Action on flyposting in Scarborough - the unauthorised adverts and signs on our roadside verges and fences
Scarborough Council has promised to look into an issue of unauthorised adverts cluttering up the grass verges on the roads in and out of Scarborough.
The borough authority will work with its county council counterparts to address the issue, which was brought to its attention by Scarborough Civic Society.
Society member Adrian Perry spoke at the borough’s planning committee meeting last Thursday to make members aware of what he called a growing “nuisance”.
Mr Perry’s concern was about signs that are hammered into grass verges on the main roads in and out of town and also on railings and fences on the main commuter routes.
He said: “In recent months many railings, walls, roundabouts and grass verges have been used as places to advertise businesses.
“In past years this form of flyposting has been a nuisance.
“But now it seems a more organised affair with reputable companies becoming involved in this activity.
“Can the committee look at ways for this flyposting epidemic to be controlled as our roadsides are becoming overloaded with this intrusive clutter which needs to be cleared away or, at the very least, controlled.”
The committee heard that last year more than 200 signs from just one business were removed from the side of the roads around Filey.
Mr Perry added that it appeared to be a professional organisation that was carrying out the flyposting.

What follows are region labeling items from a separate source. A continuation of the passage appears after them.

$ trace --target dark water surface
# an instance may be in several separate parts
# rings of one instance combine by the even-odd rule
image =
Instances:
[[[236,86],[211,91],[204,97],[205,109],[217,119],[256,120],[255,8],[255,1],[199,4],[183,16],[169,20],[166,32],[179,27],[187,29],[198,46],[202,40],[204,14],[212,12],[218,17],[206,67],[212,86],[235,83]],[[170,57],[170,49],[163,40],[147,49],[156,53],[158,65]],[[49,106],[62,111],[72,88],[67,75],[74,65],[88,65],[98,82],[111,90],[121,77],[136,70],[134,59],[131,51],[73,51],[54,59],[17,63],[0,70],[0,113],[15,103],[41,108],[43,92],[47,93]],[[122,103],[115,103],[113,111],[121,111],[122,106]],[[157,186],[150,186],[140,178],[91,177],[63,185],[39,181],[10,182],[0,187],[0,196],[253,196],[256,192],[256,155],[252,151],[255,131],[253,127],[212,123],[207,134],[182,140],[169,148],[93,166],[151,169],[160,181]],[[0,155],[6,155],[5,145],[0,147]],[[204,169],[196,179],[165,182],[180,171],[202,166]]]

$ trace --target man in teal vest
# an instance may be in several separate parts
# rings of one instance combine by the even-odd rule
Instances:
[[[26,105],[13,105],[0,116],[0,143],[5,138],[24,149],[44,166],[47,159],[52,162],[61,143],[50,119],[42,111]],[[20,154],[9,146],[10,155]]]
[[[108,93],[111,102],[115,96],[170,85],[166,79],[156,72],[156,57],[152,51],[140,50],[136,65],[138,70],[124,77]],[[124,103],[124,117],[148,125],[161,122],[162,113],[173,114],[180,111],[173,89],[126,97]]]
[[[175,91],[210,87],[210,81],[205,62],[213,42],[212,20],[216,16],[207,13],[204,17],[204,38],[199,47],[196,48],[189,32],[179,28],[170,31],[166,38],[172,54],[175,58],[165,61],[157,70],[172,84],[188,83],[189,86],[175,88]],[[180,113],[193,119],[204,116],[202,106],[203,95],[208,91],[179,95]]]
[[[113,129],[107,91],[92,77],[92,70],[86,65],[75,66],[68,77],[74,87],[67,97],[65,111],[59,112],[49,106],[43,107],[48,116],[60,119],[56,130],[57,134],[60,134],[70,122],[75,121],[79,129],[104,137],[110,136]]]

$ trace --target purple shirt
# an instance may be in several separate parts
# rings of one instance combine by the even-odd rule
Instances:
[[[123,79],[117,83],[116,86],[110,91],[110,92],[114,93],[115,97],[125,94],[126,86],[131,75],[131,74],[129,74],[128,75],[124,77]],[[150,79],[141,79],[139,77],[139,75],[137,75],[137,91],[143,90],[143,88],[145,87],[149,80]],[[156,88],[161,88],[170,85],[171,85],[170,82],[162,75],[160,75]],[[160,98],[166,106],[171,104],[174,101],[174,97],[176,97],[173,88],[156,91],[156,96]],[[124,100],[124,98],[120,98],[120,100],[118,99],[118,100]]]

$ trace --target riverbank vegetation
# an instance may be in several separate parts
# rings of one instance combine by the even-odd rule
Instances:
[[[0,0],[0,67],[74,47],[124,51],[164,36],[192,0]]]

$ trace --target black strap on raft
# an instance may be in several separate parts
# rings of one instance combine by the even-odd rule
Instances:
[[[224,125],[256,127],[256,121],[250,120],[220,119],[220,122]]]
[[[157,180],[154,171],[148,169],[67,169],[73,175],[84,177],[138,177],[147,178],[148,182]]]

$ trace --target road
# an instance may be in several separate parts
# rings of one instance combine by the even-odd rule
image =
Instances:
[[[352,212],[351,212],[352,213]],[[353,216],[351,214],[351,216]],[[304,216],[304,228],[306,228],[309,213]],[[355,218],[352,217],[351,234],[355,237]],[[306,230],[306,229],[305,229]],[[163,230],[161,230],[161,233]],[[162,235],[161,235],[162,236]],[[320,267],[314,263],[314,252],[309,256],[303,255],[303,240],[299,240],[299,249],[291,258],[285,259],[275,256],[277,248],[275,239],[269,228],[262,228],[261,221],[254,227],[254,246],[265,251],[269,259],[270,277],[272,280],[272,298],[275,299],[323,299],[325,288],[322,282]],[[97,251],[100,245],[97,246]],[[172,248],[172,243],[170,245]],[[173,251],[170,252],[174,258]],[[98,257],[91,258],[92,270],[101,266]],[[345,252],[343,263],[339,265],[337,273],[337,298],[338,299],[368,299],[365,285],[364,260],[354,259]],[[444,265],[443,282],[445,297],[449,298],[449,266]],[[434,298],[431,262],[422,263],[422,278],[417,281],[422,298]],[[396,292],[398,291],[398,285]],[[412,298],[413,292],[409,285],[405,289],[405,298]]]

He said: “I suspect somebody is paying somebody to do this work all around Scarborough. These things are not just happening to be there. It has extensive coverage, all major routes into Scarborough covered.
“I won’t name the company but one has spent a considerable amount of money cluttering our streets with their advertisement signs. If we let this continue it is just going to escalate.”
David Walker, planning manager, responded to Mr Perry saying there are rules that allow for some signs to be posted without consent but they should still have the permission of the land or building owner. If it is on a highway then permission from the Highway Authority is required.
He added that North Yorkshire County Council only removes signs from highways if there is deemed to be a risk to public safety.
Planning committee chairman Cllr Eric Broadbent has now asked the authority’s planning and legal officers to work with the county council to come up with a coordinated way of addressing the growing concerns over signs.
Cllr Broadbent added: “We all have our sympathies [with the concerns], especially when you’re driving they are a distraction.”